Un long épisode de nos rencontres fut centré sur le chemin que nous faisions dans les bâtiments de l’hôpital pour rejoindre la pièce où je le recevais. J’avais alors une petite Fiat 500 dans laquelle David était monté avec une joie évidente dès la première fois. Il s’y tenait bien raide, assis à côté de moi, sans tourner la tête. Sa satisfaction m’évoque le bien-être du foetus dans un intérieur maternel dont j’étais à la fois le contenant et dont je partageais l’espace. Mon contre-transfert se composait aussi de cet appendice matériel qui était ma voiture et qui m’identifiait à l’enfant. Ce contenant excitant qui me donnait aussi le partage des sensations corporelles voisines à la fois de celles d’une mère enceinte et d’un enfant porté.
David changeait lentement. Il osait toucher la pâte à modeler pour en tirer les ficelles que nous connaissons tous mais qui me paraissent des liens possibles et fragiles. Un jour, David se rencontra dans un miroir qui traînait sur la table. Il hurla de terreur et se précipita sous la table -j’étais décontenancée- terrorisée moi aussi par son cri qui m’évoque le célèbre tableau de Munch. Il me semble comprendre qu’il n’était pas installé dans son propre corps. Il n’avait pas accès à cette double enveloppe composée de mon propre corps, de ma voix, de mes odeurs, ce qui pouvait entrer et sortir avec lui du cocon de ma voiture. Ma disposition intérieure à ce moment me paraît avoir été de l’ordre de la gestation. Mon désir à l’égard de l’enfant était empreint de sentiments d’impuissance, de méconnaissance de l’étrangeté d’un autre. Curieusement, rien de ce que je repère en moi ne me semble lié à la féminité en tant que différence sexuelle, si ce n’est cette capacité de contenance de l’ordre du maternage que je peux partager avec mes collègues masculins. J’ai tendance à penser que cette possibilité est liée plutôt à nos capacités de régresser sans terreur, à nos identifications, aux besoins de survie, à une excitation spécifique destinée à susciter et entretenir les contacts premiers avec un corps maternel qui persiste à communiquer la vie et à susciter un ressenti de sécurité malgré la différenciation.
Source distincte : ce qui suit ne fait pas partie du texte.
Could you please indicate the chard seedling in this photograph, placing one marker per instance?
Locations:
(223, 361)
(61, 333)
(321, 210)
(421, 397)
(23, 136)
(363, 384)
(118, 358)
J’ai l’impression de ne pas avoir exprimé les aspects négatifs de mon contre-transfert, sans doute n’ont-ils pas été dominants. Ils peuvent réapparaître. L’emprise du corps est sans aucun doute une donnée essentielle dans notre fonctionnement d’analyste. Bien des aspects différents ou complémentaires des cas particuliers de ce qu’ai abordé ici peuvent nous apparaître encore.